The Future of Fashion’s Production Workforce in the UK
Today, 8th July, the All Party Parliamentary Group for Textiles and Fashion and FashionCapital organised a Parliamentary meeting to discuss which visas and why, the British manufacturing sector needs in order to continue to thrive. In particular we are requesting that the UK Government add production and sample machinists to the shortage occupation visa list, and to not apply the MAC report’s recommendation for a £30,000 salary for Tier 2 visa applicants post-Brexit, which would include EEA and non-EEA citizens.
Tamara Cincik, secretariat for the All-Party Parliamentary Group for Textiles and Fashion welcomed all at the packed meeting read out apologies from those unable to attend. Lord Young of Norwood Green introduced the session – he voiced views on the UK garment manufacturing sector and concerns as echoed in the results of the All Party Parliamentary Group for Textiles and Fashion survey.
Key results revealed that:
- 81% said stitching is high skilled, the remainder thought it was medium skilled
- 88.9% thought that there are not enough skills domestically to fill vacancies
- 63% think vacancies will increase after Brexit
Our very own CEO Jenny Holloway followed to discuss the challenges that British garment manufacturers have to face today and how we can ensure continued growth for the industry. Professor Jonathan Portes, Senior Fellow at The UK in a Changing Europe explained more on how and why Brexit will affect economic activity. While Peter Gambrill Economist for the Migration Advisory Committee, gave an overview of the Shortage Occupation List (SOL) by the Migration Advisory Committee (MAC). Occupations on this list are currently under review and the home secretary has commissioned the MAC to look at regional wage limits across the country with a final report due by the end of the year.
After a first round of questions from attendees, Kate Hills Founder of Make It British talked about the increase in demand for garment manufacturing in the UK. While Jack Tindale from Policy Connect rounded off the session by discussing the real need of on-going skills, education and T-Levels in the sector. Attendees were once again invited to have their say and ask further questions.
Jacqueline Law CEO Seapony Limited commented:
“Our fashion industry, can not progress without skilled workers and workers who are legally allowed to work in UK and build their skills, knowledge, career and talent individually and collectively. It should be a sought after profession, within factories or high tech digital hubs that allow the fashion industry to upskill and train skilled machinists, knitwear programmers and garment production specialists from the factory level to the head of Department, should they wish to proceed.
“I support and endorse Jenny Holloway’s position – and further add that skilled knitwear technicians and programmers urgently need support, so skilled workers can be drawn globally to work in UK with UKs leading fashion designers.
“I welcome any initiative that prevents any loss or fragmentation of the critical mass required to sustain an industry. The loss of skilled workers will stymie investment in the fashion industry and this has flow on affects to all suppliers, big and small who service the industry, whether its software, mannequins, fabric, yarn or machinery suppliers.
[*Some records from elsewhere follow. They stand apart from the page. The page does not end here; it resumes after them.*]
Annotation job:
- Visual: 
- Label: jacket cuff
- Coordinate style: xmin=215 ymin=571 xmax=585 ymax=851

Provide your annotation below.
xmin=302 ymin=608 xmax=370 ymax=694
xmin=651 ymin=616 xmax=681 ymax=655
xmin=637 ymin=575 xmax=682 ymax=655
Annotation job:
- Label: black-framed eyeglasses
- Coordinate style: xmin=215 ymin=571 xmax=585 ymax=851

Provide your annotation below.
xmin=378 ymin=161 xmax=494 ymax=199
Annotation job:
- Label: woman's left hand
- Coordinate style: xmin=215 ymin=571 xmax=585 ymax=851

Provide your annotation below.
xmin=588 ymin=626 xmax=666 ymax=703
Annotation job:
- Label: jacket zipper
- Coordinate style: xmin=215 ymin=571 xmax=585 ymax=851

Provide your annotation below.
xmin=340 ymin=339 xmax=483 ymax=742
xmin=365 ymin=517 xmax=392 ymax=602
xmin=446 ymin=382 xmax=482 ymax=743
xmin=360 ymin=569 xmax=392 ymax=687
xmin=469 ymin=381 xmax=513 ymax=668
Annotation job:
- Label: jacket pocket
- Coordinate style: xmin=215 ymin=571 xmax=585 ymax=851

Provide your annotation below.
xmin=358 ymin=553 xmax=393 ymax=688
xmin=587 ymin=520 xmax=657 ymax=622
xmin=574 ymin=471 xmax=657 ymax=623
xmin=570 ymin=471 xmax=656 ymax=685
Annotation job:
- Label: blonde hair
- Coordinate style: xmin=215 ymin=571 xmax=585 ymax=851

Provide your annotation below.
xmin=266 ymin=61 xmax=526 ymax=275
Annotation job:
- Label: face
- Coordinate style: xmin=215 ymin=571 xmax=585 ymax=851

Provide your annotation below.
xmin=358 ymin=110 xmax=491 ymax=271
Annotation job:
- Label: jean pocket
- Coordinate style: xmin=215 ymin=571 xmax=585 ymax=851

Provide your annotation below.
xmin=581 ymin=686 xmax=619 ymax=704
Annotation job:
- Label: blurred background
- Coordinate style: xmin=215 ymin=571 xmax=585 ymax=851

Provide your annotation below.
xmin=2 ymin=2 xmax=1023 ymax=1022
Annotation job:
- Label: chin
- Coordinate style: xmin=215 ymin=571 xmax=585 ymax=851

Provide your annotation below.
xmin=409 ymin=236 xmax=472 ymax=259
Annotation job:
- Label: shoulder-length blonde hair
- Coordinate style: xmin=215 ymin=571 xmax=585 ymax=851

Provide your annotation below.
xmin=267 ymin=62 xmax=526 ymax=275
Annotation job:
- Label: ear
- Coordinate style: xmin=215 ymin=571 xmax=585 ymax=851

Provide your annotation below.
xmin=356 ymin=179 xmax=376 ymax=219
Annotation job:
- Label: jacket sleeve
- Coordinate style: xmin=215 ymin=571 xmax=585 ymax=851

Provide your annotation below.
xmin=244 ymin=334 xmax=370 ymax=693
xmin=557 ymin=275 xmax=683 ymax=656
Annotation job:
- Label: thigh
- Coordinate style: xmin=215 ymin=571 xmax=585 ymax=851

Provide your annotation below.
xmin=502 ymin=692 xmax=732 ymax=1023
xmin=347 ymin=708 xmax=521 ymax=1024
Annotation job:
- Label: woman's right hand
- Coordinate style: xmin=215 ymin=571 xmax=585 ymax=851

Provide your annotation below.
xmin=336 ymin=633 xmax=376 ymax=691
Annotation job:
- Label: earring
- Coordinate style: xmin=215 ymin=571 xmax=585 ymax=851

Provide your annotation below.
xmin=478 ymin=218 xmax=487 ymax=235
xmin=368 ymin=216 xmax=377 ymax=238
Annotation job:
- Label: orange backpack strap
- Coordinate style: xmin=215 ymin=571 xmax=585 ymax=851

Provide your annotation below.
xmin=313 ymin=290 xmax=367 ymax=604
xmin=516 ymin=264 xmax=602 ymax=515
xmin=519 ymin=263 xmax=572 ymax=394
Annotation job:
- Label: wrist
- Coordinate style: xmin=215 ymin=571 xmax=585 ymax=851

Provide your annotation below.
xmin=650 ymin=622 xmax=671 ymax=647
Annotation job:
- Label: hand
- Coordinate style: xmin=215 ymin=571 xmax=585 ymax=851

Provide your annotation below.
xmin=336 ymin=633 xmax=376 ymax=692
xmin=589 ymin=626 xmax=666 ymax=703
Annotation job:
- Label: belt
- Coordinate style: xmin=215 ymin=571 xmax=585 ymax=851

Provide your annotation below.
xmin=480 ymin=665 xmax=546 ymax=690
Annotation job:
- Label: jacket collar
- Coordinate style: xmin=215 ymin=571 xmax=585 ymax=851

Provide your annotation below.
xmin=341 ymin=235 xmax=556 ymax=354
“Skilled machinist and knitwear technicians need support to stay in UK to work legally and to proceed with their career as it changes and becomes more intelligent through new technologies and more efficient processes.”
Tamara Cincik, secretariat for the All-Party Parliamentary Group for Textiles and Fashion added: “Having the Immigration Minister Caroline Nokes MP speaking and equally importantly listening to the packed room of voices from the industry, was a necessary first step in advocating clearly that fashion workers need to be added to the Shortage Occupation Visa List (SOL). There are 5 or so types of engineers on the list, architects are on the list, all are important but they make a fraction of the £32.3bn which fashion makes for the UK economy. The UK fashion manufacturing industry is a fantastic export success story for the UK. However, it is apparent from today’s discussions, that the sector’s growth is held back by the need to hire more talent. This talent frequently is non-domicile, so we would need to hire talent from outside of the UK if we are to turn factories who are at production capacity to factories who have the capability to produce thousands more garments and thus raise contributions to the UK economy.”
Fashion workers are added to the Shortage Occupation Visa List (SOL)
Fashion workers are added to visa quotas when freedom of movement for EU nationals ends
A detailed risk assessment carried out of EU nationals and non EU Nationals working in garment factories
Following our initial meeting, we will now put the recommendations forward to a Government through a Petition letter and continue to work closely with all stakeholder parties involved. We aim to have resolution by October 31st (Brexit date).
Further feedback and developments will be reported in due course.
A big thank-you to the key speakers and all that attended from far and wide. Also big thanks to the Minister for Immigration Caroline Nokes for her address and all the hard work of APPG Fashion Roundtable – for making this meeting happen.